Öncü piyanist - bestecinin öyküsünü sonraki 60 yılda merak eden çıkmadı. İsmi müzik ansiklopedilerine, kılavuzlarına girmedi. 2006’da piyanist, orkestra şefi ve araştırmacı Emre Aracı, ‘Donizetti Paşa’ adlı biyografisinde, Liszt’in İstanbul konserlerini aktarırken bir paragrafta Faik Bey’den bahsetti. 2010’da Evren Kutlay Baydar, ‘Osmanlı’nın Avrupalı Müzisyenleri’nde 18 sayfa ayırdığı Faik Bey’in sarayın başeczacısı Faik Paşa’nın (Francesco Della Sudda) torunu, İstanbul doğumlu saray eczacısı Giorgio Della Sudda’nın oğlu olduğunu ortaya çıkardı. Eserlerinden örnekler yayımladı.
Hayatı film, TV dizisi olabilecek kadar renkli olaylarla, tanışıklıklarla, başarılarla dolu sanatçının ölümünden 81 yıl sonra, nihayet öyküsünü tüm boyutlarıyla öğrenebileceğimiz bir biyografisi geçen ay Kırmızı Kedi’den yayımlandı. Yazar Ömer Eğecioğlu, Kaliforniya Üniversitesi Santa Barbara Bilgisayar Bölümü’nde öğretim üyesi ve tutkulu bir müzik araştırmacısı. ‘Müzisyen Strausslar ve Osmanlı Hanedanı’ başlıklı kitabı 2012’de YKY’den yayımlanmıştı.

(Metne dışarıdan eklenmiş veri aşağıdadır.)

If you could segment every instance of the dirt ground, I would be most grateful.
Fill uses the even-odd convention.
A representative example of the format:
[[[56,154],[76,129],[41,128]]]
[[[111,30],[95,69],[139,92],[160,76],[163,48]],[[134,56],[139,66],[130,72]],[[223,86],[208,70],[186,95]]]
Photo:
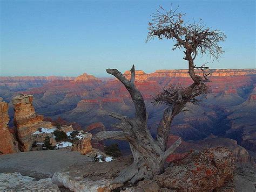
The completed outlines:
[[[0,173],[19,172],[37,179],[51,177],[72,165],[92,160],[79,152],[65,150],[39,151],[0,155]]]

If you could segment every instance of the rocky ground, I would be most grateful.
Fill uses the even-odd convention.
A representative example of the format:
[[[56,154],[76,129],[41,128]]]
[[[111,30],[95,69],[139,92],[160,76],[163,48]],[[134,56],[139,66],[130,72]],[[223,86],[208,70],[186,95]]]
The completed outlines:
[[[208,155],[209,152],[210,154],[211,154],[212,151],[211,150],[209,152],[208,150],[206,150],[204,152],[204,153],[198,153],[201,154],[200,155],[205,155],[205,155],[205,155],[205,157],[198,156],[197,153],[194,153],[194,155],[193,155],[194,156],[192,156],[194,158],[187,158],[187,160],[184,160],[180,162],[174,163],[171,168],[167,168],[167,169],[169,169],[170,171],[175,172],[176,170],[179,170],[180,167],[185,167],[184,166],[186,165],[188,166],[187,169],[183,170],[184,172],[185,172],[184,174],[190,175],[190,177],[197,175],[195,175],[197,173],[202,172],[204,173],[206,170],[206,174],[203,175],[205,176],[204,178],[205,182],[204,184],[205,187],[205,185],[207,184],[207,180],[210,178],[207,177],[210,176],[212,179],[214,177],[218,179],[216,179],[216,181],[213,179],[213,181],[211,183],[214,183],[221,178],[226,178],[226,177],[224,177],[224,175],[228,174],[228,171],[231,170],[230,168],[227,168],[228,167],[226,166],[227,165],[231,165],[228,162],[230,158],[227,156],[226,158],[222,157],[220,155],[222,154],[222,152],[219,151],[223,150],[215,150],[213,151],[215,154],[212,155]],[[226,153],[223,154],[226,154]],[[214,155],[217,155],[216,157],[214,158]],[[211,160],[212,158],[213,159]],[[189,163],[193,163],[192,159],[197,159],[197,162],[199,162],[200,163],[201,162],[201,165],[199,163],[198,165],[194,164],[193,166],[189,166]],[[225,160],[224,161],[224,160]],[[111,162],[99,162],[92,161],[92,158],[80,155],[78,152],[66,150],[41,151],[1,155],[0,183],[1,184],[0,184],[0,187],[2,188],[0,188],[0,191],[1,189],[9,190],[11,189],[15,191],[16,191],[16,189],[17,189],[17,191],[18,190],[22,191],[22,190],[30,190],[31,189],[36,190],[39,189],[38,188],[41,187],[40,186],[44,186],[44,188],[42,189],[46,189],[48,187],[48,189],[54,189],[54,190],[50,191],[59,191],[58,188],[56,188],[56,184],[57,184],[63,185],[66,188],[75,191],[110,191],[112,189],[118,187],[111,183],[112,179],[118,174],[120,170],[132,162],[131,157],[120,158]],[[189,163],[187,163],[187,161],[189,161]],[[210,163],[208,163],[208,162]],[[200,167],[198,167],[199,165]],[[201,172],[197,171],[193,172],[190,170],[195,167],[197,169],[200,168]],[[223,172],[221,170],[223,169]],[[11,173],[11,174],[3,173],[6,172]],[[15,172],[18,173],[14,174]],[[158,182],[157,181],[164,181],[171,179],[169,178],[169,176],[164,179],[164,177],[166,176],[166,174],[162,175],[157,176],[156,178],[158,179],[156,179],[154,181],[145,180],[141,183],[139,183],[138,188],[142,189],[141,187],[143,187],[143,188],[140,191],[162,191],[164,189],[167,190],[166,188],[160,188],[158,186],[160,182]],[[201,175],[200,174],[200,177],[201,177]],[[198,178],[198,176],[196,176],[194,178]],[[35,179],[33,179],[31,177]],[[49,179],[51,177],[53,178],[52,180]],[[173,176],[173,180],[176,179],[175,176]],[[190,183],[197,183],[195,186],[204,186],[201,182],[198,183],[196,179],[193,179],[193,176],[191,178],[192,179],[190,180]],[[179,186],[186,184],[185,182],[182,182],[181,180],[180,182],[174,182],[176,184],[178,183],[177,185],[179,186],[179,188],[180,187]],[[201,179],[200,180],[203,181]],[[187,181],[187,179],[186,181]],[[168,187],[166,184],[164,186],[165,187]],[[173,186],[173,184],[171,186]],[[222,188],[220,189],[217,189],[217,191],[234,191],[234,190],[230,190],[231,188],[235,188],[235,191],[253,192],[255,191],[255,169],[250,165],[244,165],[242,166],[237,165],[233,181],[231,182],[230,184],[225,184],[225,188]],[[168,187],[169,188],[169,187]],[[69,191],[69,190],[66,188],[64,188],[64,189],[60,188],[60,190]],[[87,190],[84,190],[85,189],[87,189]],[[126,188],[126,191],[136,191],[134,190],[136,189],[137,188]],[[145,191],[145,189],[149,190]],[[122,188],[120,189],[122,190]],[[45,191],[49,191],[49,190]]]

Eğecioğlu, Liszt’in İstanbul konserini araştırırken Faik Bey’in ismine rastladığını, topladığı bilgilerle kitabını 2008’de tamamladığını, 2011’de geliştirip 2018’de son şeklini verdiğini yazıyor önsözde. ‘Franz Liszt’in İstanbullu Öğrencisi - Faik Bey Franz Della Sudda ve Yakın Ailesi’, hatırat, dergi ve gazete arşivlerinden derlenmiş bilgilerin yanı sıra birinci derece kaynak kişilerle görüşülerek hazırlanmış çok zengin bir metin. Aktarılan hatırattan Liszt’in hayatının son dört yılında öğrencileri arasına katılan Faik Bey’e ‘Paşa’ lakabını taktığını, inatçı kişiliği nedeniyle zaman zaman sert ifadelerle terslediğini, buna karşın değer verdiğini, hatta birlikte seyahate çıktığını öğreniyoruz. Alman, İngiliz, Fransız basınından gazete, dergi kupürleriyle iddialı bir virtuozun kariyerine tanık oluyoruz. Faik Bey’in son öğrencilerinden Zeynep Altar izlenimlerini, sanatçının kuzeninin oğlu Roger Loris Urgan ise aile içindeki bilgileri özel mülakatlarda anlatıyor. Bununla yetinmeyen yazar, ailenin ve Faik Bey’in temas kurduğu kişilerin biyografilerini, hangi koşullarda karşılaşmış olabileceklerine dair detayları da metne eklemiş...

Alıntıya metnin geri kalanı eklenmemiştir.